KABUL, Afghanistan — Afghanistan's rival presidential candidates clashed over alleged fraud Sunday ahead of the release of preliminary election results, setting the stage for a prolonged squabble that threatens worsening instability.
Abdullah Abdullah demanded that the preliminary result, due out on Monday, be delayed for a comprehensive audit of suspicious votes, repeating that he would reject the outcome if his demands were not met.
But Ashraf Ghani, who is reported to be at least one million votes ahead in the count, insisted that the result could not be delayed again and must be revealed by the Independent Election Committee.
The preliminary result will include all votes from the June 14 run-off vote, with the official result scheduled for July 24 after a period for adjudication of complaints.
The dispute over fraud has tipped Afghanistan's first democratic transfer of power into turmoil as U.S.-led troops end their 13-year war against the Taliban, and the country faces a new era with declining civilian aid.
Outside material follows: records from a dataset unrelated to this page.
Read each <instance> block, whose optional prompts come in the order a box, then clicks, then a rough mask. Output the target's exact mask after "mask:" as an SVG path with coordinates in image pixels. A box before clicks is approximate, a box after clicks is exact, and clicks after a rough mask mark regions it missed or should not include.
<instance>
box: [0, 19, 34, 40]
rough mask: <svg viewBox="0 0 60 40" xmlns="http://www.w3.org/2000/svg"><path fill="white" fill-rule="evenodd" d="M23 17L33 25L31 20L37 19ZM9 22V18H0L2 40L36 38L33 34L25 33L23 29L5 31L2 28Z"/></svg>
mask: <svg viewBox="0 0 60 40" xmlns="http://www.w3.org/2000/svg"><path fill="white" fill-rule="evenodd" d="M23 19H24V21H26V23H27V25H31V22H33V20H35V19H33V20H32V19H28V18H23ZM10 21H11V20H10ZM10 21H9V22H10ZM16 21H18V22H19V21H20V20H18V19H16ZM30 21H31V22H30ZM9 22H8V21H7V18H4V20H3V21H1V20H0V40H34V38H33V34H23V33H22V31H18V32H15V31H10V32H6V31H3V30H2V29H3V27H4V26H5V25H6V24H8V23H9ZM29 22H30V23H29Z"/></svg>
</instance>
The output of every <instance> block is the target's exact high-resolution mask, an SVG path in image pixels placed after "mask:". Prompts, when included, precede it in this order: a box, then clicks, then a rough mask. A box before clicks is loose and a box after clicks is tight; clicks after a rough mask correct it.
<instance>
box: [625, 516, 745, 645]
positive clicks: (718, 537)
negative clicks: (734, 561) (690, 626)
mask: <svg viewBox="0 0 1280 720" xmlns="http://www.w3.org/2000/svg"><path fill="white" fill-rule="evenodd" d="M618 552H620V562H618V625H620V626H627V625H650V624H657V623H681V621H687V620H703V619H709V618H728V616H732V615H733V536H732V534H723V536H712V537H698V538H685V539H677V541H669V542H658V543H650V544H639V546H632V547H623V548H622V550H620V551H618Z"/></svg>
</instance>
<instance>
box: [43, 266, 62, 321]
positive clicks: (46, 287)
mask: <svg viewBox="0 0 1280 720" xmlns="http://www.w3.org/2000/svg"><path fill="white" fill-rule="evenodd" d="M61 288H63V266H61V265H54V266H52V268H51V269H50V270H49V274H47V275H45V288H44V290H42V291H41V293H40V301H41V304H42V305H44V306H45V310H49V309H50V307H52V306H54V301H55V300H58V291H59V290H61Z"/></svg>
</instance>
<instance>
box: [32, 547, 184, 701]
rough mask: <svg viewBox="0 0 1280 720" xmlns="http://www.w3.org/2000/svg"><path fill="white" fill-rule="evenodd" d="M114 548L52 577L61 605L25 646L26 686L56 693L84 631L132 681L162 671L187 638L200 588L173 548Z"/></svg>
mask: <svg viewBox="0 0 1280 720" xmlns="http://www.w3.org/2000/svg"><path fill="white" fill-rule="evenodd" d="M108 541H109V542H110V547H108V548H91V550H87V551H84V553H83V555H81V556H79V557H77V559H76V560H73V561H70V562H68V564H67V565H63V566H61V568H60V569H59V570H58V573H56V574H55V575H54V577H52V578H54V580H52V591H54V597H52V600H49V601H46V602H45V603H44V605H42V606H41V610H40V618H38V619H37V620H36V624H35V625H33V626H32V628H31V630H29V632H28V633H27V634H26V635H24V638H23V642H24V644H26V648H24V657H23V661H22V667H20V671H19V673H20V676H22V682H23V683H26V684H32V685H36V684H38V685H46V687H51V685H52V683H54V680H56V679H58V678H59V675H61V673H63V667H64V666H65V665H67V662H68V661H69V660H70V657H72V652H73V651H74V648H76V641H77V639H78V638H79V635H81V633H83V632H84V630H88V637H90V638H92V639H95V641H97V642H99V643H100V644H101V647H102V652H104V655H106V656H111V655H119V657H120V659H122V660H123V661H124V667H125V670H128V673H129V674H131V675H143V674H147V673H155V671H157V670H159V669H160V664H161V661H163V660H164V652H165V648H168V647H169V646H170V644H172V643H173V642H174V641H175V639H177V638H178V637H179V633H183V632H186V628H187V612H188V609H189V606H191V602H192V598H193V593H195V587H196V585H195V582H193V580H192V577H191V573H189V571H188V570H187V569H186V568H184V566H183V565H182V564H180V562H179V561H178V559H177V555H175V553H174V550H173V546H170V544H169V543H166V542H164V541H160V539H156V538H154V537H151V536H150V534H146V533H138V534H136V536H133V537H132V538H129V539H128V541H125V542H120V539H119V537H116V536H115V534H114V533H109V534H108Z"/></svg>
"What we are asking for is thorough auditing, then preliminary results afterward," Abdullah told supporters in Kabul.
"We are honored to claim that we are the majority of votes in Afghanistan that are clean.
"I will accept the result when the clean votes are separated are from unclean votes."
Abdullah's stance came despite reports that the two candidates were close to a deal agreeing that the audit would be held, but only after the preliminary results.
Discussions between the two campaigns were set to continue into the night.
U.S. Sen. Carl Levin, on a visit to Kabul, told reporters that he expected a compromise to be reached.
"Tomorrow there's going to be an announcement of the result," Levin, chairman of the Senate committee on armed services, said.
"Something else is going to be announced... I expect that something else is going to be an agreement on a comprehensive audit.
"We have assurances they will accept the outcome of such an audit."
Ghani's team earlier said that no further delays in the result were unacceptable.
"This is a red line for us," Azita Rafhat, a Ghani spokeswoman, told AFP.
"We gave them enough time, and now the people want to know the result of their votes."
The U.S. and Afghanistan's other international backers had pushed hard for a smooth election as NATO troops pull out, but the fraud allegations have provoked a major political crisis in Kabul.
Any prolonged power struggle would undermine claims that the costly U.S.-led military and civilian mission has helped to establish a functioning state in Afghanistan.
It could also threaten billions of dollars of aid pledges, and boost the insurgents.
The government on Sunday rejected a proposal to ban Facebook during the election deadlock, despite fears that social media postings have fanned ethnic hatred.
Ghani attracts much of his support from the Pashtun tribes of the south and east, while Abdullah's loyalists are Tajiks and other northern Afghan groups — echoing the ethnic divisions of the bloody 1992-1996 civil war.
The United Nations mission in Afghanistan has highlighted the risk of political tensions spilling over into civil unrest, though protests have so far been peaceful.
President Hamid Karzai, who has ruled since the fall of the Taliban in 2001, is constitutionally barred from a third term in office, and he has not publicly endorsed one candidate.
With NATO's combat mission ending, the summer has been a major test of the fledgling Afghan government forces now responsible for imposing nationwide security.
All foreign combat troops will leave Afghanistan by December, with about 10,000 US troops staying into next year if the new president signs a security deal with Washington.